The SpaceX Falcon rocket may have landed successfully, but company founder and chief executive Elon Musk says that the rocket sustained so much damage that it may be unable to fly again. This unfortunate news comes after it was able to successfully deliver a communication satellite into orbit.
However, it seems that the news is not entirely unexpected. Despite the successful ocean landings seen in earlier missions, like the cargo run to the International Space Station, SpaceX had expressed doubt that the Falcon 9 would be able to replicate this feat flawlessly.
Rocket science, after all, is not easy.
With the ultimate goal of creating reusable rockets that can lower the cost of space travel, it’s critical that rockets launched into space are in good enough working condition to, well, travel back to space again.
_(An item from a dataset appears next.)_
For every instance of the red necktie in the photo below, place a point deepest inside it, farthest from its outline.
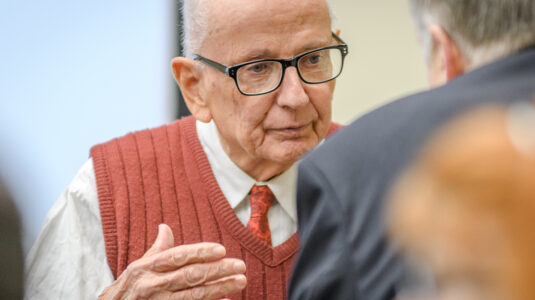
(261, 199)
But in a tweet posted by Musk, he notes that the Falcon 9 sustained “max damage" which was likely caused by the extreme entry velocity.
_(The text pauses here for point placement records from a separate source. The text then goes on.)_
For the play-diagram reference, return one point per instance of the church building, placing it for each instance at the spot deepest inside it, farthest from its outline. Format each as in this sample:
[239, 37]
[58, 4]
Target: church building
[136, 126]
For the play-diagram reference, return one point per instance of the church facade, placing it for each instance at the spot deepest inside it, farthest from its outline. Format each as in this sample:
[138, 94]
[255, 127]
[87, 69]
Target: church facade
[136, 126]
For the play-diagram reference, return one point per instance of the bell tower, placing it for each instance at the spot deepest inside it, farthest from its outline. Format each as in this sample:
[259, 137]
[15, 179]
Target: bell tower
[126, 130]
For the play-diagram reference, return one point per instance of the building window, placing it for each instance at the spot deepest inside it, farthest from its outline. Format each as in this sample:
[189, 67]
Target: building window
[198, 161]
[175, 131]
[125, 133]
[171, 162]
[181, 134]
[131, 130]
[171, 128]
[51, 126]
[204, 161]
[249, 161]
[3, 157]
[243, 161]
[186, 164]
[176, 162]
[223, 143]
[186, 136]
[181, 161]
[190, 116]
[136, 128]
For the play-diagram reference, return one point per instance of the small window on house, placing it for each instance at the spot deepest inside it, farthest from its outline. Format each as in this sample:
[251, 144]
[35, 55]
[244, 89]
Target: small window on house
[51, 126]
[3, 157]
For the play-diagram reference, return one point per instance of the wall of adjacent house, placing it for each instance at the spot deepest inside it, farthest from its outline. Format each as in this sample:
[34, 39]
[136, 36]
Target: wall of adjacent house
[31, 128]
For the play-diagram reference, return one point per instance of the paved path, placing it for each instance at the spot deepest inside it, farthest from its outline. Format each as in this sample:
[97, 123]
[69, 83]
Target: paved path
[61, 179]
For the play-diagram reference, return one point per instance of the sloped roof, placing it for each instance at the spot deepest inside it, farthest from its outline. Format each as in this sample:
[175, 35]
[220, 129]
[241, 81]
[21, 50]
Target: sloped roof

Most recent rocket took max damage, due to v high entry velocity. Will be our life leader for ground tests to confirm others are good.
— Elon Musk (@elonmusk) May 15, 2016
Notably, the problem was mostly that the conditions for this flight were more extreme.
To break this down a bit: The extra speed required for this satellite-delivery meant that the rocket returning to Earth experienced five times more heating than the previous booster did. To that end, the damage was caused by the rocket’s high speed after it descended onto the ocean platform.
For its trip, it coasted at an altitude of about 76 miles above Earth, and then it entered into the atmosphere at a blazing Mach 5.7. Just before touchdown, the rocket turned on three of its nine engines, which reduced speed from 441 mph to 134 mph in three seconds.
Ultimately, the rocket settled when it was traveling about 2.5 mph. And the scorched booster likely won’t be flying again.